L’idée du contrat euro-croissance consiste à garantir l’épargne à l’échéance mais pas en cours de contrat pour prendre plus de risque et obtenir plus de rendement dans la phase intermédiaire.

Comment ça marche ?
On place dans un véhicule non risqué les sommes qui permettent de garantir à terme 100% des sommes investies. Le reste est investi librement par l’assureur pour rechercher un rendement maximum grâce à des produits plus risqués.

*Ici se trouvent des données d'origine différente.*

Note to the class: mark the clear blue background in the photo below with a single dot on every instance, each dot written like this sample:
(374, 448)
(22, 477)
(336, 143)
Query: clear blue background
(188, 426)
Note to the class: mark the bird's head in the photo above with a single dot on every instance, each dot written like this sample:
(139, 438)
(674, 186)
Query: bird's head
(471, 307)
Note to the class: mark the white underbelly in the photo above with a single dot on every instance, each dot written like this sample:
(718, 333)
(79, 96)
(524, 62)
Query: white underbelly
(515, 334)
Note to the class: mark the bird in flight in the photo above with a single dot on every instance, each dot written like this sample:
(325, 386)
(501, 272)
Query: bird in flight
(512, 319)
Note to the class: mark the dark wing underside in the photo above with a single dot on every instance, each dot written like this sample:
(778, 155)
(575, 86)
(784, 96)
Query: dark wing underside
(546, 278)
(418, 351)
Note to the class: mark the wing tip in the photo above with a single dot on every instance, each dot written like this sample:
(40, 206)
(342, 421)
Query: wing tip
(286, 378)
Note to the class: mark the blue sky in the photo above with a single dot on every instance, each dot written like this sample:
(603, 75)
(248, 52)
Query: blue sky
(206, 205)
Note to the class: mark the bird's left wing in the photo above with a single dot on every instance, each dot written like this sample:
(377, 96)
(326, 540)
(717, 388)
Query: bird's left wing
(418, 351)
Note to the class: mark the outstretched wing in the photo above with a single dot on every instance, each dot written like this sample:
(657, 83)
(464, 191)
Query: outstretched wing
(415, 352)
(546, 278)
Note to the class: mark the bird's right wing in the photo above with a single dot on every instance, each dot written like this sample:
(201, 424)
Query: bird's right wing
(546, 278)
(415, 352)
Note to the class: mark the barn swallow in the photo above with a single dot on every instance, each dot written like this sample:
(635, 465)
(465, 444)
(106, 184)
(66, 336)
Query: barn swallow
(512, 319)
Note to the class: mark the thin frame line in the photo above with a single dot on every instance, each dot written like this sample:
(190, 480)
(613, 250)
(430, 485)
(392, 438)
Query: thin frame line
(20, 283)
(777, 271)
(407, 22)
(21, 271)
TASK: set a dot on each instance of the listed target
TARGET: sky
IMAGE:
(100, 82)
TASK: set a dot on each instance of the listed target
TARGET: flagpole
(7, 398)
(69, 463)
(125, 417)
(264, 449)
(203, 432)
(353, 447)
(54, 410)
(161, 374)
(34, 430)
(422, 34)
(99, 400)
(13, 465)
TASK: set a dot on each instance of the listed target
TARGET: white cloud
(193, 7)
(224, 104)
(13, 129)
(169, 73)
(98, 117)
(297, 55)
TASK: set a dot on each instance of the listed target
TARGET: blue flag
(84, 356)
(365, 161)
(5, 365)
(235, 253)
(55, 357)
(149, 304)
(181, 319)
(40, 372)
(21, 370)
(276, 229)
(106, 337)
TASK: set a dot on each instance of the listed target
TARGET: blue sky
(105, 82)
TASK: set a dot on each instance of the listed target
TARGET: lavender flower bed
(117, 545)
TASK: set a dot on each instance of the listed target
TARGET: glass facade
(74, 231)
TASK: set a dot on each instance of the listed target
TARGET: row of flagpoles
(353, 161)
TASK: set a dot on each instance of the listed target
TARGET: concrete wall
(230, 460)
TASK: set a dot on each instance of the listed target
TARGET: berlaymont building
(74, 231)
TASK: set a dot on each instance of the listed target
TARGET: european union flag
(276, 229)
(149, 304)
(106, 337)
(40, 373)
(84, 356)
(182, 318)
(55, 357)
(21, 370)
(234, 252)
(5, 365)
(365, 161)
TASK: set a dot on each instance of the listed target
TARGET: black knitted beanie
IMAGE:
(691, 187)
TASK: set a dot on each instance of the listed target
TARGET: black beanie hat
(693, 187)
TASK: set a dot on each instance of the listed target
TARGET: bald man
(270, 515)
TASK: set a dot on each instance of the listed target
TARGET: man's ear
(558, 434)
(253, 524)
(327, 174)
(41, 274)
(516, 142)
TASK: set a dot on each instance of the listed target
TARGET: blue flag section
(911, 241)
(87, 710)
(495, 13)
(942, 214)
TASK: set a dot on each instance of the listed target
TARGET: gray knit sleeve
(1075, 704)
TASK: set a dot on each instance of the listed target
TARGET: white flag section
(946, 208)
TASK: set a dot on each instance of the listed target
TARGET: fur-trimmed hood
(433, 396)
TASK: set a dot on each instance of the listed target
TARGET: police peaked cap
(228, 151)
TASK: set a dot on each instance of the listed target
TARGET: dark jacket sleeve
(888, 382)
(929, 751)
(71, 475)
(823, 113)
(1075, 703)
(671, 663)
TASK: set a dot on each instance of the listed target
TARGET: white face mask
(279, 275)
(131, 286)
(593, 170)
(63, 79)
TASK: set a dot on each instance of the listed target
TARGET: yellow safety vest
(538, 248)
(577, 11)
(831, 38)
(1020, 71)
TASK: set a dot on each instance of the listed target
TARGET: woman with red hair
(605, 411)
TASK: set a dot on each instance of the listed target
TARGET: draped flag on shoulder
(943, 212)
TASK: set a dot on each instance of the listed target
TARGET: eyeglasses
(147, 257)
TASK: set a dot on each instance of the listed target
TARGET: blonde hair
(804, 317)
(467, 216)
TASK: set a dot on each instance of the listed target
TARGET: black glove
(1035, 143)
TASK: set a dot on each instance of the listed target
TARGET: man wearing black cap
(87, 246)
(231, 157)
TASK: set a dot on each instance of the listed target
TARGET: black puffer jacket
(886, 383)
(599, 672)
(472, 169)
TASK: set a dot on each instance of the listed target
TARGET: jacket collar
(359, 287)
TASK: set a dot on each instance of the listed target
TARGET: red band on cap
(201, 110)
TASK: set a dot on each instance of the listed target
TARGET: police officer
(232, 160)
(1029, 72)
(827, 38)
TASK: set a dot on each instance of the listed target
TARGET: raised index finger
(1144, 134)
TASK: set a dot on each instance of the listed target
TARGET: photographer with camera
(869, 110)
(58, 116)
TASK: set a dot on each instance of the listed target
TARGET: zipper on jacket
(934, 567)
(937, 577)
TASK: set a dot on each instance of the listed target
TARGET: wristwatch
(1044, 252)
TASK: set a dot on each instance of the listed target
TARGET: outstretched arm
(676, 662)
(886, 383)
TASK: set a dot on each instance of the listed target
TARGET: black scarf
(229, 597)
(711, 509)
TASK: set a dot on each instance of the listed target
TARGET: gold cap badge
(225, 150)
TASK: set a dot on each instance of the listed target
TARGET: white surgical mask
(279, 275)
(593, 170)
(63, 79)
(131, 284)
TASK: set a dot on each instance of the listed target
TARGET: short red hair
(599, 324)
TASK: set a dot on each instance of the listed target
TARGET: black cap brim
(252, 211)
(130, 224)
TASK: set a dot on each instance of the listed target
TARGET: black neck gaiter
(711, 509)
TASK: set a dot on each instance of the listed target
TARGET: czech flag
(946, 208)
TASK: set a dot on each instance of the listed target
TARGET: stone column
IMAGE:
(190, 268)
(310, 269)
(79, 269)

Quel avantage pour les clients ?
En théorie, on a le beurre et l’argent du beurre : la garantie à terme et un rendement supérieur.
En réalité, la promesse de « sur-rendement » est très hypothétique dans le contexte de taux actuel avec une OAT à 10 ans à 0.45%, un taux moyen des emprunts d’Etat (TME) à 0.56% alors qu’il était encore à 2% en avril 2014 et un TMOP (taux moyen des obligations du secteur privé) à seulement 1.5%. Ces taux de rendement obligataires sont trop faibles pour que la part « libre » (investissable en actifs risqués) soit suffisante. A titre d’exemple, avec le TME actuel, la part d’actifs risqués est limitée à 5% sur un contrat « euro-croissance » avec une garantie à 10 ans et elle ne monte qu’à 8% pour une garantie à 15 ans.
Pour obtenir un rendement brut de 2.5% proche des rendements actuels des fonds en €uros, il faudrait que les actifs sans risque rapportent 1% (soit une pondération de 50/50 entre emprunts d’Etat et obligations privées), que les actifs risqués rapportent 8% par an et surtout attendre 15 ans pour bénéficier de la garantie ! Autant dire que ce scénario n’est ni réaliste ni intéressant pour l’épargnant.

L’euro-croissance consiste donc à demander à l’assuré de renoncer à la protection immédiate des sommes investies pour un rendement inférieur au fonds en €uros. Mais les fonds en €uros ne sont pas pour autant la bonne solution car avec la baisse continue des taux obligataires et la forte collecte, leur rendement baisse inexorablement et continuera à baisser dans les années à venir (cf. post du 05/02/15). Il est donc préférable d’investir en unités de compte régulièrement et de réduire progressivement le risque de son allocation à l’approche de l’échéance. C’est le système couramment utilisé dans les dispositifs retraite et que la loi Macron propose de généraliser dans les PERCO.